Dans le cadre du programme "off" de Nuit Blanche, la journée va être longue pour les amateurs de beaux disques : plus de 75 labels indépendants seront réunis pour le Marché des labels indépendants. Des petits et des plus gros, avec par exemple les labels Because, Rough Trade, PIAS, Wagram, Cracki Records, Ed Banger,  Entreprise, Kitsuné, No Format, Tricatel et beaucoup d'autres… Le détail ci-dessous :

Prônant la diversité des artistes et des modèles de production, les labels indépendants pourront mettre en avant leurs catalogues, et leurs différentes esthétiques musicales. Et les visiteurs pourront acheter plein de disques rares et exclusifs.

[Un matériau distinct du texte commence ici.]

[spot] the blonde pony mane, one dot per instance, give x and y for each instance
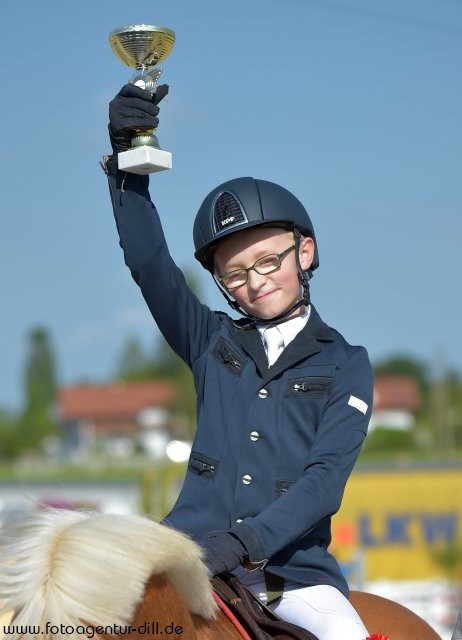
(73, 568)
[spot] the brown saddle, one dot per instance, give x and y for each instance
(258, 620)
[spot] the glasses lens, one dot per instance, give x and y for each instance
(234, 279)
(267, 264)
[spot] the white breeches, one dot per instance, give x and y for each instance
(321, 609)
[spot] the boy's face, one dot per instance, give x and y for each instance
(264, 296)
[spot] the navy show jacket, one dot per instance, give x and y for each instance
(274, 446)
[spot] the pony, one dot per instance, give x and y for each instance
(72, 574)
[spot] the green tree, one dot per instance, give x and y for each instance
(134, 363)
(37, 420)
(401, 364)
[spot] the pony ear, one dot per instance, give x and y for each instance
(74, 568)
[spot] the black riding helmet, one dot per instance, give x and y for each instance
(245, 203)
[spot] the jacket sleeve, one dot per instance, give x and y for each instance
(185, 323)
(318, 493)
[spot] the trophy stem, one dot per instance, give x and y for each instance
(146, 139)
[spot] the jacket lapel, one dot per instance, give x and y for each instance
(304, 345)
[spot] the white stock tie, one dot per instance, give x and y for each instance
(274, 344)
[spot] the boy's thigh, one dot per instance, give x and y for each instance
(321, 609)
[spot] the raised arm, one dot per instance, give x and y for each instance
(184, 321)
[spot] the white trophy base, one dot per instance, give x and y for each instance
(143, 160)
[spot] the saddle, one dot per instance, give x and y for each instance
(255, 620)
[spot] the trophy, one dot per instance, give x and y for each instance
(142, 47)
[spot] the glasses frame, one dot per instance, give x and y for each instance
(254, 267)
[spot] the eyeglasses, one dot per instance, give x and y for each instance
(262, 266)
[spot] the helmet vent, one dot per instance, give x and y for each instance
(227, 212)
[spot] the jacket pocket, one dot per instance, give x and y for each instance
(203, 465)
(309, 387)
(282, 486)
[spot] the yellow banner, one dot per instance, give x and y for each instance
(402, 524)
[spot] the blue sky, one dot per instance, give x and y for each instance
(354, 105)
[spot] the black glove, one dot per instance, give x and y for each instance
(223, 551)
(133, 108)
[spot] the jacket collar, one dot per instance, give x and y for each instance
(305, 344)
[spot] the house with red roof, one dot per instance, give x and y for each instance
(117, 419)
(397, 400)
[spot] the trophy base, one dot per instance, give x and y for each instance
(143, 160)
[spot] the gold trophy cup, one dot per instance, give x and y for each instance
(143, 47)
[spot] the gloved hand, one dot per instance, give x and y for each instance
(223, 551)
(133, 108)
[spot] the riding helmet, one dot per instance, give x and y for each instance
(244, 203)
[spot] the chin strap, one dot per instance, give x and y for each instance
(304, 278)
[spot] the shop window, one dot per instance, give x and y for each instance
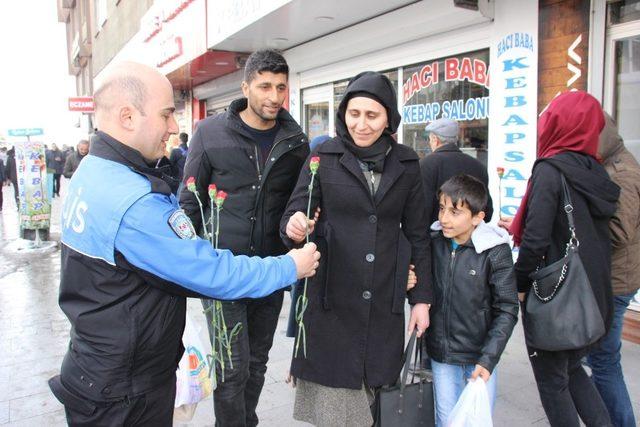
(627, 92)
(316, 119)
(622, 11)
(456, 87)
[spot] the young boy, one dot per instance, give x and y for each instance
(476, 305)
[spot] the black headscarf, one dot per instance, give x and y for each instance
(375, 86)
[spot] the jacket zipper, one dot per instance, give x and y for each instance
(259, 171)
(446, 304)
(373, 184)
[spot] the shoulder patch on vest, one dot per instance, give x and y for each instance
(181, 225)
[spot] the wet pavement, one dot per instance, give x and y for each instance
(34, 336)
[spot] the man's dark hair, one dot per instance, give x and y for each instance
(465, 190)
(265, 60)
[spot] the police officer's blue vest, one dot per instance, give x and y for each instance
(100, 193)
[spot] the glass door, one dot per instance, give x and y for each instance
(622, 77)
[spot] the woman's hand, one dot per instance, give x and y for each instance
(481, 372)
(297, 226)
(291, 380)
(413, 279)
(505, 222)
(419, 318)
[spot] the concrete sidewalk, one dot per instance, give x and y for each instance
(34, 335)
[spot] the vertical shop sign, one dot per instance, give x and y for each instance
(513, 125)
(564, 48)
(35, 208)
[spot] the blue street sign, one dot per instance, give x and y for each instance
(26, 132)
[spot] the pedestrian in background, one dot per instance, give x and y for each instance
(130, 256)
(12, 174)
(75, 157)
(445, 161)
(178, 156)
(56, 164)
(604, 359)
(568, 133)
(369, 190)
(3, 177)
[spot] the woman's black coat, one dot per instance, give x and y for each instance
(546, 231)
(355, 317)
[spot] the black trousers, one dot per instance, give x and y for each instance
(235, 400)
(154, 408)
(16, 193)
(566, 391)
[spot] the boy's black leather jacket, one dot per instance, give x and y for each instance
(475, 299)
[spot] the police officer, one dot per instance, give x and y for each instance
(130, 256)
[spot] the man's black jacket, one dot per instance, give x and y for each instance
(223, 153)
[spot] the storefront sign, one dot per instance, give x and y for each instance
(513, 125)
(83, 104)
(35, 209)
(172, 33)
(454, 69)
(564, 48)
(26, 132)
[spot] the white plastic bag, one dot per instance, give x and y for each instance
(193, 383)
(473, 409)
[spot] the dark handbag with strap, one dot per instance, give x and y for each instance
(402, 404)
(561, 311)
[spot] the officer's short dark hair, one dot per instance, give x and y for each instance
(265, 60)
(465, 190)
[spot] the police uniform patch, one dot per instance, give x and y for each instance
(181, 225)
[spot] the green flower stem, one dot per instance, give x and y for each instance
(204, 223)
(301, 304)
(500, 198)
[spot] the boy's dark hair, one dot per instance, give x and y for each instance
(265, 60)
(466, 190)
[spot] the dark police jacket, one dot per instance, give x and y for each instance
(129, 258)
(223, 153)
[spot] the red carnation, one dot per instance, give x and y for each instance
(314, 164)
(212, 191)
(191, 184)
(220, 198)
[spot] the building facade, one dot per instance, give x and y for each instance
(492, 65)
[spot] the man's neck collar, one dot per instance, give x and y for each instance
(254, 121)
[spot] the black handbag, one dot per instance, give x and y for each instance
(561, 312)
(402, 404)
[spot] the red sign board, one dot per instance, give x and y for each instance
(83, 104)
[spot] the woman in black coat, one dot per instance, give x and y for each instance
(370, 194)
(568, 133)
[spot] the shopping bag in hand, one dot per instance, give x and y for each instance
(193, 383)
(473, 408)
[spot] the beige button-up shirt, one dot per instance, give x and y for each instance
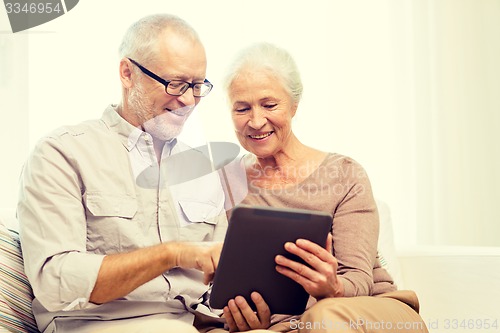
(95, 189)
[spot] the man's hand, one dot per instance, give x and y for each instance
(205, 259)
(319, 279)
(240, 317)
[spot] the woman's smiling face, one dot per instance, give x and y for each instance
(262, 111)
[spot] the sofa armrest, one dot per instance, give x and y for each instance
(458, 287)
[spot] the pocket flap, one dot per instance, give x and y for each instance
(106, 204)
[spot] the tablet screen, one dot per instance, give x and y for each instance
(254, 237)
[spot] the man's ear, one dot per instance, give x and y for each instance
(126, 73)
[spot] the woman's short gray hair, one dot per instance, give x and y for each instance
(141, 39)
(269, 57)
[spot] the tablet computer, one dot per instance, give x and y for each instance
(254, 237)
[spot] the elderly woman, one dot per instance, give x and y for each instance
(349, 289)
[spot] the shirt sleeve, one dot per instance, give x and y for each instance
(355, 231)
(53, 229)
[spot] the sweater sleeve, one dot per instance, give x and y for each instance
(355, 230)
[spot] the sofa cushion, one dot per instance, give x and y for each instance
(15, 292)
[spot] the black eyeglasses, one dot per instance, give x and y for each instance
(177, 87)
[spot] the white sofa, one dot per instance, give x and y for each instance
(457, 286)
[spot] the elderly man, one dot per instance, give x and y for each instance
(111, 241)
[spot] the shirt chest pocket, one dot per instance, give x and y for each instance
(198, 211)
(111, 226)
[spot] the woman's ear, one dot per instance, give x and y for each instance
(295, 105)
(125, 73)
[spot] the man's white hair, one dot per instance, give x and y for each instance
(141, 39)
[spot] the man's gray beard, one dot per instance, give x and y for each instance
(154, 126)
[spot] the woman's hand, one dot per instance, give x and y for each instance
(320, 279)
(240, 317)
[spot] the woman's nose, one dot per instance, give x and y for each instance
(257, 119)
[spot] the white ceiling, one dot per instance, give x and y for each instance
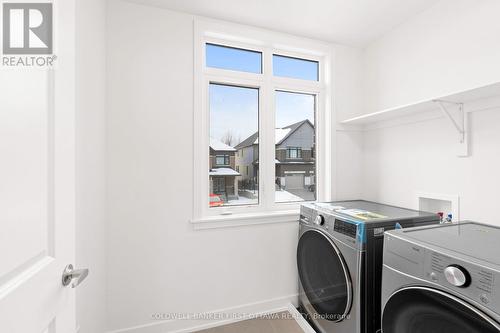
(351, 22)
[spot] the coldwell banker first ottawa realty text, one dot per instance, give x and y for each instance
(27, 35)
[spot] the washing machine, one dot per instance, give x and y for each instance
(443, 278)
(339, 260)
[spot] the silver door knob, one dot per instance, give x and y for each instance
(74, 276)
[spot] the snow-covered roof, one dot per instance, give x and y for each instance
(279, 134)
(218, 145)
(223, 172)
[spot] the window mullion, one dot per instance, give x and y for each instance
(268, 165)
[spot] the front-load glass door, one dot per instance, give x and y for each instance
(425, 310)
(324, 275)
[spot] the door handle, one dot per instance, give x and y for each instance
(74, 276)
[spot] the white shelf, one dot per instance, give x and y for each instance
(483, 92)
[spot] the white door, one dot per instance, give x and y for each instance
(37, 189)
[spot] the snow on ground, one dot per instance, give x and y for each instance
(223, 172)
(280, 196)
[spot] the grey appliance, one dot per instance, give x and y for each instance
(339, 260)
(441, 279)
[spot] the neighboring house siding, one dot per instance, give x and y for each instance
(303, 137)
(214, 153)
(245, 158)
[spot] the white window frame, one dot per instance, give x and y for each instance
(268, 43)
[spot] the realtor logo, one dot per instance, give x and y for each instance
(27, 28)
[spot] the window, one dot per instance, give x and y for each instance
(294, 153)
(296, 135)
(223, 57)
(222, 160)
(295, 68)
(261, 109)
(234, 116)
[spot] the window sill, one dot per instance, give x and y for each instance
(236, 220)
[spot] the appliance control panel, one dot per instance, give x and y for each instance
(345, 228)
(473, 281)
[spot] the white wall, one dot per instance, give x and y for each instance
(90, 141)
(451, 47)
(157, 263)
(400, 161)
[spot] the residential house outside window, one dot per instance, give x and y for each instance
(294, 152)
(222, 160)
(265, 111)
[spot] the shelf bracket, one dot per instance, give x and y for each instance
(460, 125)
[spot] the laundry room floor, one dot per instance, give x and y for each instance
(281, 322)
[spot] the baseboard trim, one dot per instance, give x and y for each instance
(248, 310)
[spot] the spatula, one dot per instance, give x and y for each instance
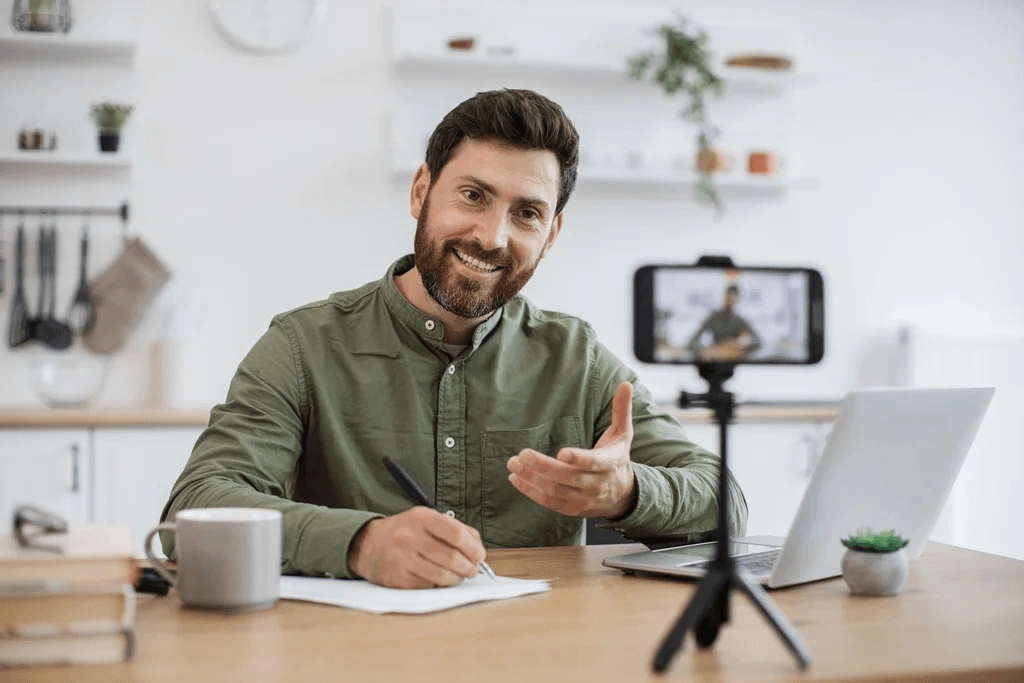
(18, 331)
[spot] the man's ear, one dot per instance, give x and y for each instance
(418, 194)
(556, 227)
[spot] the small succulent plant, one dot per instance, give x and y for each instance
(684, 66)
(867, 542)
(110, 117)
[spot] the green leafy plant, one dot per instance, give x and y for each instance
(683, 65)
(110, 117)
(867, 542)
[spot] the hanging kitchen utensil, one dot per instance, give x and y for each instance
(41, 270)
(82, 313)
(18, 331)
(55, 334)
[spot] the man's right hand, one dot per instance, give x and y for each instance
(418, 548)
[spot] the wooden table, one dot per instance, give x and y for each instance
(960, 619)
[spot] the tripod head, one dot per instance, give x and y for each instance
(717, 398)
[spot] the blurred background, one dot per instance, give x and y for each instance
(265, 151)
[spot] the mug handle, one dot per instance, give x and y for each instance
(158, 564)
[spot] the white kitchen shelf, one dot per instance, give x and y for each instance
(64, 46)
(44, 159)
(460, 63)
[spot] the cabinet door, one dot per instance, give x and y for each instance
(48, 468)
(773, 463)
(135, 470)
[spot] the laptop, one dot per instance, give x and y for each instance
(889, 463)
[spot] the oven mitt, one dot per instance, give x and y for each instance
(122, 294)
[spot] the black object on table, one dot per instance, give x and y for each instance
(151, 582)
(709, 606)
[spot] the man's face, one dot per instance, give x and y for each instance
(484, 225)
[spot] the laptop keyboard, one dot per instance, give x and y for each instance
(758, 565)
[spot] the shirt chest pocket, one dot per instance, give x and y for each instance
(508, 517)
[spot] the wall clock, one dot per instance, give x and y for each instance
(266, 26)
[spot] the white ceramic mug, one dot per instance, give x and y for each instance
(227, 558)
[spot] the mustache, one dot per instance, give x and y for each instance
(499, 257)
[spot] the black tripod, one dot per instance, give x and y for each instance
(709, 608)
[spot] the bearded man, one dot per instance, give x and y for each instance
(516, 422)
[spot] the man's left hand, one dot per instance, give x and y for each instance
(584, 482)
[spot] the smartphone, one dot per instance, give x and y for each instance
(693, 314)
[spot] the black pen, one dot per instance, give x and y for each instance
(414, 491)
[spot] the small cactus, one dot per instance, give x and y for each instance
(867, 542)
(111, 117)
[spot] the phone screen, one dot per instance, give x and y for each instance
(735, 315)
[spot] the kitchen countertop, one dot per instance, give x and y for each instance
(173, 417)
(87, 418)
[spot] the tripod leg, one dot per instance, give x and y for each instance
(705, 598)
(775, 616)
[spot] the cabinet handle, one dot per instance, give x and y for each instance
(812, 455)
(74, 468)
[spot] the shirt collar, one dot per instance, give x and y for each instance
(425, 326)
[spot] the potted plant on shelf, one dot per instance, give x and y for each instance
(42, 15)
(110, 119)
(684, 66)
(875, 563)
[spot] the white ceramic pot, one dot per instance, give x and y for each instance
(875, 573)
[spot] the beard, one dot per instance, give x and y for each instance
(456, 293)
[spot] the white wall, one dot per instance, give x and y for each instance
(263, 182)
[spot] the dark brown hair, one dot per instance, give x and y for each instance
(522, 118)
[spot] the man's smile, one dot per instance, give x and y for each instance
(475, 263)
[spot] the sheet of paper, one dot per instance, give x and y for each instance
(368, 597)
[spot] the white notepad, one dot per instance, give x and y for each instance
(368, 597)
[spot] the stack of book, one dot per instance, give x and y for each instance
(75, 604)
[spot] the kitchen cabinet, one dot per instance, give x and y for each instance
(135, 470)
(48, 468)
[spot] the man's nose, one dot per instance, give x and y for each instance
(493, 230)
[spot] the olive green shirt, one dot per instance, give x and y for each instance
(333, 387)
(724, 326)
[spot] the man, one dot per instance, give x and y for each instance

À l'image de cette journée, des lives éclectiques auront lieu avec (entre beaucoup d'autres) les rockeurs belges de BRNS, l'espoir de la pop synthétique à la française Malik Djoudi ou le groupe jamaïcain Inna de Yard, et des DJ set avec Lovers et Petit Fantome.

Déjà présent à Londres, Berlin, Barcelone, L.A. ou Toronto, l’événement est organisé par l'Independant Label Market. Plus d'informations sont à retrouver sur l’événement facebook.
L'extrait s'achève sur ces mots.